One-call setup with explicit configuration.

Like setup() but accepts a DdpConfig for controlling El Che cadence, speed hints, and overhead targets.

Ddp::setup_with(&model, builder, optimizer,
    DdpConfig::new().speed_hint(1, 2.3))?;

Source

pub fn auto<F, M, G, O>(model: &Graph, builder: F, optimizer: G) -> Result<()>
where F: Fn(Device) -> Result<M>, M: Module + 'static, G: Fn(&[Parameter]) -> O, O: Optimizer + 'static,

👎Deprecated since 0.3.0:

Renamed to Ddp::setup()

Deprecated: renamed to setup().

Source

pub fn auto_with<F, M, G, O>( model: &Graph, builder: F, optimizer: G, config: DdpConfig, ) -> Result<()>
where F: Fn(Device) -> Result<M>, M: Module + 'static, G: Fn(&[Parameter]) -> O, O: Optimizer + 'static,

👎Deprecated since 0.3.0:

Renamed to Ddp::setup_with()

Deprecated: renamed to setup_with().

Source

pub fn builder<F, M, G, O, T>( model_factory: F, optim_factory: G, train_fn: T, ) -> DdpBuilder<F, M, G, O, T>
where F: Fn(Device) -> Result<M> + Send + Sync + 'static, M: Module + 'static, G: Fn(&[Parameter]) -> O + Send + Sync + 'static, O: Optimizer + 'static, T: Fn(&M, &[Tensor]) -> Result<Variable> + Send + Sync + 'static,

Create a builder for framework-managed multi-GPU training.

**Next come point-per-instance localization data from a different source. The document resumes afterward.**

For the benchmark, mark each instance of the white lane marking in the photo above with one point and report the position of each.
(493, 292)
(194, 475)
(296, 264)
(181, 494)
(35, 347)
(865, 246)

The framework owns the training loop, data pipeline, and epoch management. Each GPU gets its own model replica and optimizer. A coordinator triggers periodic parameter averaging based on the configured ApplyPolicy and AverageBackend.

Returns a DdpBuilder for fluent configuration. Call .run() to spawn training threads, then .join() on the returned DdpHandle to block until completion.

§Example

use flodl::*;

let handle = Ddp::builder(
    |dev| model_factory(dev),
    |params| Adam::new(params, 0.001),
    |model, batch| { /* forward + loss */ },
)
.dataset(dataset)
.batch_size(32)
.num_epochs(10)
.policy(ApplyPolicy::Cadence)
.backend(AverageBackend::Nccl)
.run()?;

let state = handle.join()?;

With fewer than 2 CUDA devices, training runs on the main thread with no coordination. The API is identical in both cases.